Ese año Dña. Bertha se despidió de las aulas y un nuevo profesor llegaba. Inexperto, apenas podía con nuestras palomilladas. Había vuelto a las calles, también, Dn. Hortencio, el vendedor de alcoholes: “Llevo cañazo, primera, aguardiente… Llevooooo!!!! Gritaba por las calles mientras a cada lado le acompañaban un par de garrafas, de esos botellones plásticos en los que se vendía aceite de cocina… en aquellos días eran de color oxido. “Cañazo señora, cómprese una media… muy bueno para los calambres de estómago, para las frotaciones… para el chucaque, doña”, les decía a sus eventuales clientas con las que se encontraba en la calle… Esa cantarina voz, en imitación de algún mozalbete: “vendo cañazo, vendo primera…” se dejaba oir a media voz, en el salón mientras el profesor escribía en la pizarra. Nadie daba razón de su autoría cuando aquel volvía para descubrir al palomilla. La risotada era general.

Si bien el colegio era mixto. Los salones se dividían: unos para varones y otros para mujeres. Así los varones nos ubicábamos en la esquina suroeste y, las chicas en el borde noreste. Aquí, en este espacio, habían dos recintos y, adosado a éstos un tubo de fierro, de quizá 12 pulgadas de espesor que servía de asiento para las horas de recreo… pero esa mañana, quien sabe porque, había entre 12 y 15 chicas en plena chacotada, quizá entregaron prontamente su examen y salieron o, a lo mejor, el profesor no llegó a clase. Qué más da… Parloteaban de lo lindo… Ellas y la algarabía eran una misma cosa.

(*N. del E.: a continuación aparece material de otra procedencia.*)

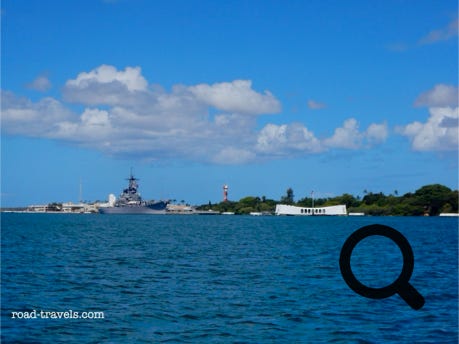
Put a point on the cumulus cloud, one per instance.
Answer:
(125, 116)
(237, 96)
(41, 84)
(440, 95)
(287, 139)
(348, 136)
(313, 105)
(439, 133)
(105, 85)
(21, 116)
(442, 34)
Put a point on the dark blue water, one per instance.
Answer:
(222, 279)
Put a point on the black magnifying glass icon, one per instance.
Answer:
(400, 286)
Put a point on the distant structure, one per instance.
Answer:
(225, 193)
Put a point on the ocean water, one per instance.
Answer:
(221, 279)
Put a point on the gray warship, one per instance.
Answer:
(130, 202)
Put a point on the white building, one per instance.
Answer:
(284, 209)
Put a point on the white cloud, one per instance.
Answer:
(440, 95)
(106, 85)
(20, 116)
(233, 156)
(376, 133)
(237, 96)
(41, 84)
(439, 133)
(442, 34)
(124, 116)
(313, 105)
(349, 137)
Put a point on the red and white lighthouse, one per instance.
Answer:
(225, 193)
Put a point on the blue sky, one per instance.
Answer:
(329, 96)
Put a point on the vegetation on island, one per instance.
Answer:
(428, 200)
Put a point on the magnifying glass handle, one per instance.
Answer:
(411, 296)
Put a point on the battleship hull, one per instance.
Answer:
(157, 208)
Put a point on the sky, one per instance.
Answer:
(326, 96)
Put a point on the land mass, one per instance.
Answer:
(429, 200)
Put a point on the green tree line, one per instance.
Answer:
(428, 200)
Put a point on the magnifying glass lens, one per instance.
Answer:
(377, 261)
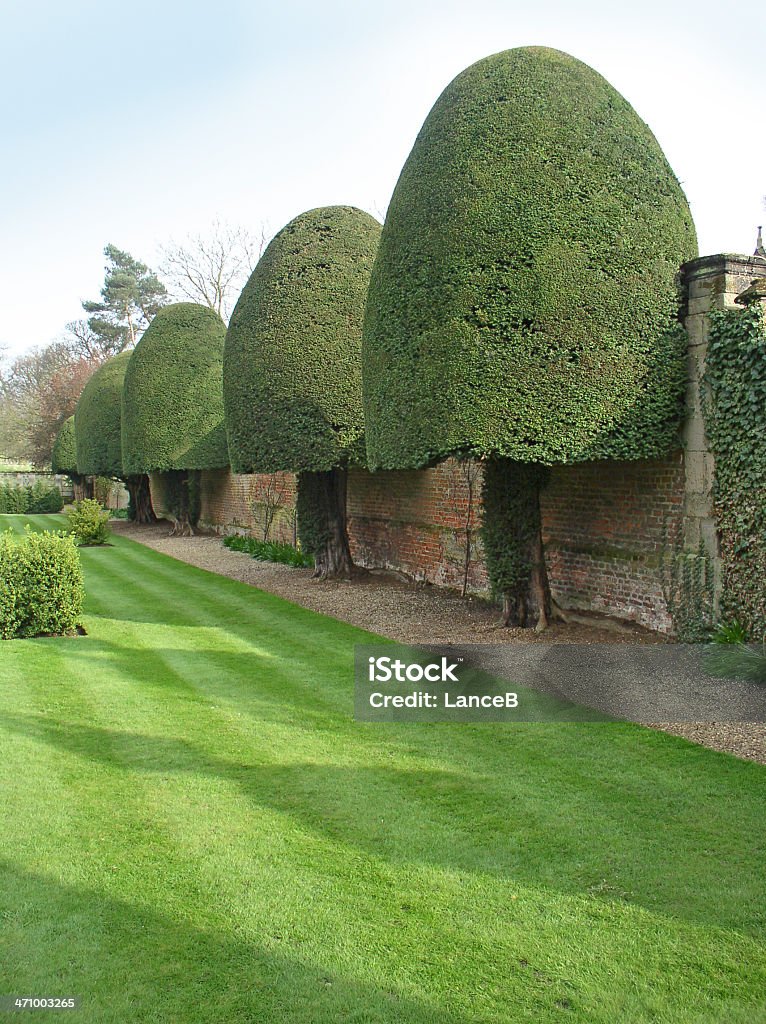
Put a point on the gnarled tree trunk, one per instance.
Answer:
(140, 499)
(513, 541)
(322, 521)
(182, 501)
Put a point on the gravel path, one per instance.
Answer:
(392, 607)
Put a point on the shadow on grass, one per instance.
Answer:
(126, 963)
(559, 832)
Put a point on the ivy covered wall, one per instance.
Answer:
(734, 407)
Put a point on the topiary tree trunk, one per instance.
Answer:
(513, 540)
(182, 500)
(140, 509)
(321, 507)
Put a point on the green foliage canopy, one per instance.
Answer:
(98, 419)
(64, 458)
(131, 296)
(292, 376)
(523, 299)
(172, 412)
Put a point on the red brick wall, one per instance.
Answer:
(604, 525)
(237, 503)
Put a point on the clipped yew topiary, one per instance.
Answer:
(172, 402)
(523, 304)
(292, 376)
(64, 458)
(98, 434)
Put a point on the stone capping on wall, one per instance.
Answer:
(710, 283)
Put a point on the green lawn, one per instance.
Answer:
(195, 829)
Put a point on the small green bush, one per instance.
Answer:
(38, 498)
(41, 585)
(89, 522)
(269, 551)
(729, 632)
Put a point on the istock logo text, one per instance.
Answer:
(383, 670)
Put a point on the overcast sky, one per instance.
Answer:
(142, 122)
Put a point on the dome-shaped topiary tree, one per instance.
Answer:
(523, 305)
(172, 404)
(98, 434)
(64, 458)
(292, 375)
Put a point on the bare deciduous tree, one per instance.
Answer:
(212, 268)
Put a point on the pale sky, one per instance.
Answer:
(139, 123)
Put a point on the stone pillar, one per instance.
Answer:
(711, 283)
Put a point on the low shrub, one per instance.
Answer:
(38, 498)
(89, 522)
(729, 632)
(268, 551)
(41, 585)
(736, 660)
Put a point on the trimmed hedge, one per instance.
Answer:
(292, 376)
(41, 585)
(88, 522)
(64, 458)
(37, 498)
(523, 301)
(172, 402)
(97, 420)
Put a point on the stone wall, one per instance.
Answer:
(711, 283)
(604, 526)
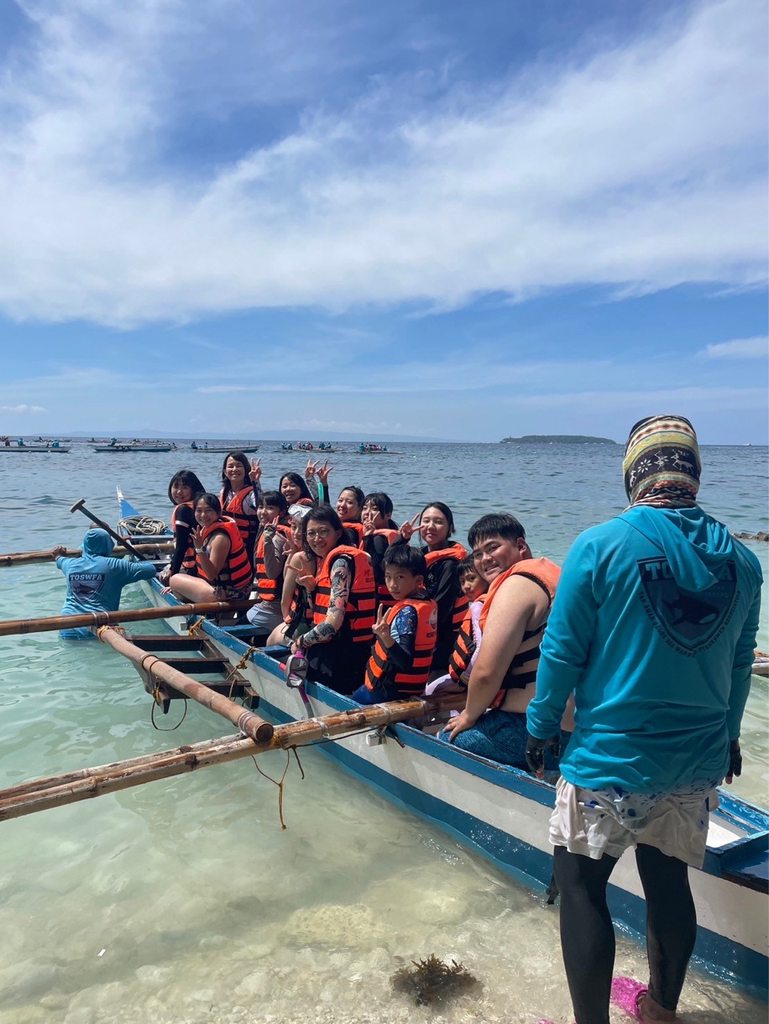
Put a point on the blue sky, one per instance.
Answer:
(417, 218)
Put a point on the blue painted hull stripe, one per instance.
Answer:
(725, 957)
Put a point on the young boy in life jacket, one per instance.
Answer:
(474, 587)
(404, 635)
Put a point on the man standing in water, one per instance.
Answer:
(95, 581)
(652, 629)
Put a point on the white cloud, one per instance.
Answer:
(739, 348)
(640, 169)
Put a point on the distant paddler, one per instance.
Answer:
(95, 581)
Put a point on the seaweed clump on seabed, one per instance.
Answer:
(432, 981)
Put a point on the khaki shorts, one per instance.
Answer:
(594, 822)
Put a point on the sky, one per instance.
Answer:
(420, 218)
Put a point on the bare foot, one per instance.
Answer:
(649, 1012)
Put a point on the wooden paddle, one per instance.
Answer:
(13, 627)
(79, 506)
(32, 557)
(73, 786)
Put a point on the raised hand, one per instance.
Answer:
(381, 627)
(307, 581)
(409, 528)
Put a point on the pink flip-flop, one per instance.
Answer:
(626, 994)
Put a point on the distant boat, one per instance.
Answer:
(62, 450)
(134, 448)
(223, 451)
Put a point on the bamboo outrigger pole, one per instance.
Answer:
(11, 627)
(154, 670)
(71, 787)
(32, 557)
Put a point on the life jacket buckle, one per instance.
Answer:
(296, 671)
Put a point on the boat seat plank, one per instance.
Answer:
(195, 666)
(157, 642)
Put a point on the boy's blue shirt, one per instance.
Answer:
(94, 581)
(653, 628)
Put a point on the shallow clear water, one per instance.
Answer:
(183, 901)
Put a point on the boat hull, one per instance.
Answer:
(503, 814)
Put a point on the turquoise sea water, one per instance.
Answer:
(182, 901)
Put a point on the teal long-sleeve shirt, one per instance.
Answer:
(652, 629)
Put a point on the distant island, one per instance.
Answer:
(556, 439)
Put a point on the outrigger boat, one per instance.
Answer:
(55, 449)
(503, 813)
(134, 448)
(224, 451)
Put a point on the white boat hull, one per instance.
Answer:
(503, 813)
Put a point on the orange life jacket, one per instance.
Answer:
(522, 670)
(266, 588)
(457, 553)
(358, 613)
(248, 524)
(466, 643)
(412, 681)
(188, 562)
(237, 570)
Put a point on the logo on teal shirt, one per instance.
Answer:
(688, 621)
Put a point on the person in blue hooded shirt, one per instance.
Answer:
(94, 581)
(652, 630)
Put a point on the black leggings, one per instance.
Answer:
(588, 935)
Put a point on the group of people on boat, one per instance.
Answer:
(628, 671)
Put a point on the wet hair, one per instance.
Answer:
(403, 556)
(275, 501)
(188, 479)
(325, 514)
(379, 500)
(208, 499)
(496, 524)
(239, 457)
(356, 492)
(383, 504)
(299, 481)
(444, 511)
(468, 565)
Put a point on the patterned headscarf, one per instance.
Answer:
(661, 463)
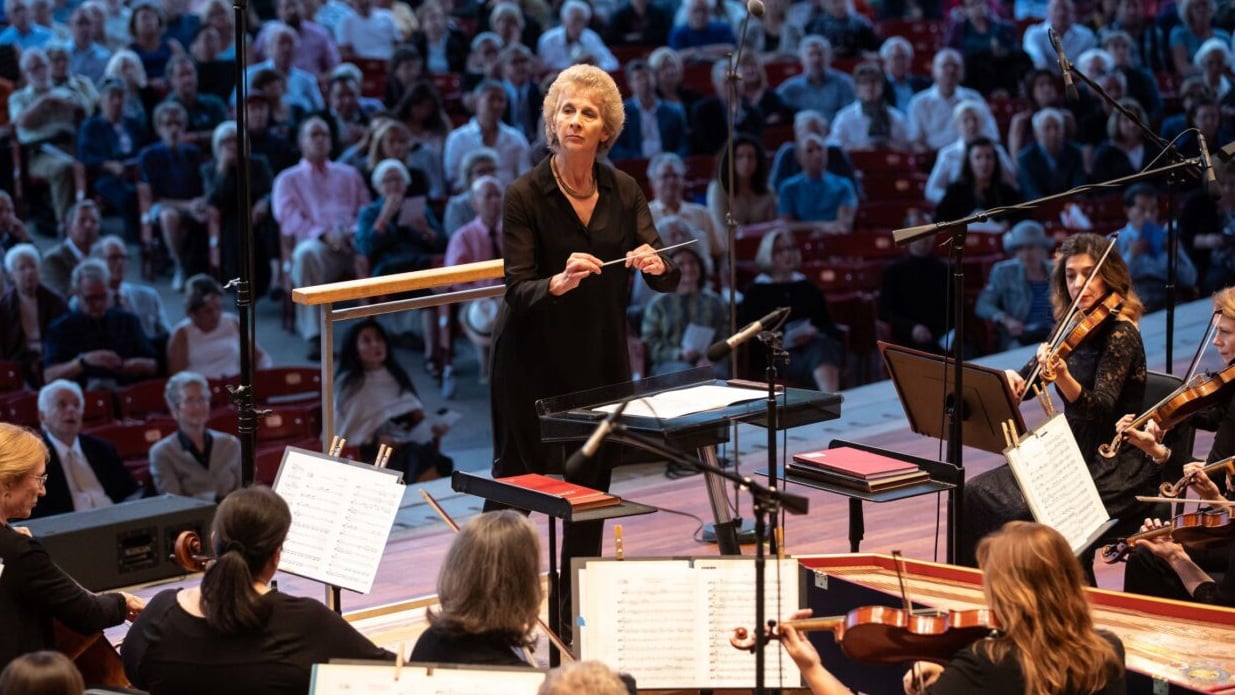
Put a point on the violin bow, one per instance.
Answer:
(548, 633)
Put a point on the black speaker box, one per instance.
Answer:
(122, 545)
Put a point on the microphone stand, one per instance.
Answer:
(766, 501)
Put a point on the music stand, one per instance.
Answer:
(924, 383)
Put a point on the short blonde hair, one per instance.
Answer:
(595, 83)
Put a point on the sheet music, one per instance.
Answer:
(1056, 482)
(684, 401)
(668, 622)
(341, 517)
(379, 679)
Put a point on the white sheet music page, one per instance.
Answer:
(341, 517)
(668, 622)
(1056, 482)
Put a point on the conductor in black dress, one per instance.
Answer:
(562, 327)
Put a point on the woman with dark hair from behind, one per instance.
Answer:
(234, 633)
(376, 404)
(489, 593)
(41, 673)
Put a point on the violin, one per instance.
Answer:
(882, 635)
(1175, 409)
(1196, 530)
(1173, 490)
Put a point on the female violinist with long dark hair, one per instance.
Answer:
(1161, 567)
(1046, 645)
(1102, 378)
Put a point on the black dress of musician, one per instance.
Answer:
(1099, 380)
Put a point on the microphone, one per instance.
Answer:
(1068, 88)
(718, 349)
(578, 459)
(1207, 169)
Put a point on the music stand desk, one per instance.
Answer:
(941, 480)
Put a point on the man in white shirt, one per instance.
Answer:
(930, 111)
(83, 472)
(487, 130)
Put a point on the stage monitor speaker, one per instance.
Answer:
(122, 545)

Una mujer, madre de familia de alguno de sus condiscípulos, pasó muy cerca. Era el camino a la dirección. Callaron sus voces pero a alguien se le ocurrió la broma y esperaron su regreso… Cuando ya había pasado, “suegraaaaa”, dijo una voz femenina… y todas se rieron… “suegraaaaaa” volvieron a decir, al ver que la mujer hacía oídos sordos. El asunto, no se repetiría: la mujer volvió y, todas le tiraron dedo a una… “Ella, señora”, “ella, señora”, repetían con el esmero propio de la palomillada, mientras la empujaban a la palestra… La mujer le recriminó, quizá con severidad, acaso con el ánimo de entrar en el chacoteo: “Oye muchacha, primero aprende a lavar tus calzones”, se dio la vuelta y se fue. Las chicas no cabían en sus cuerpos de la risa… mientras jaloneaban y abrazaban a la compañera para menguar su vergüenza… Rió, con esa risa propia de los rostros enrojecidos por la cortedad y la timidez… Y se limitaba a decir: “No chicas, eso no se vale… así no es”, y luego de un momento, el sonrojo la volvía a asaltar: “pucha, que dirá la señora…”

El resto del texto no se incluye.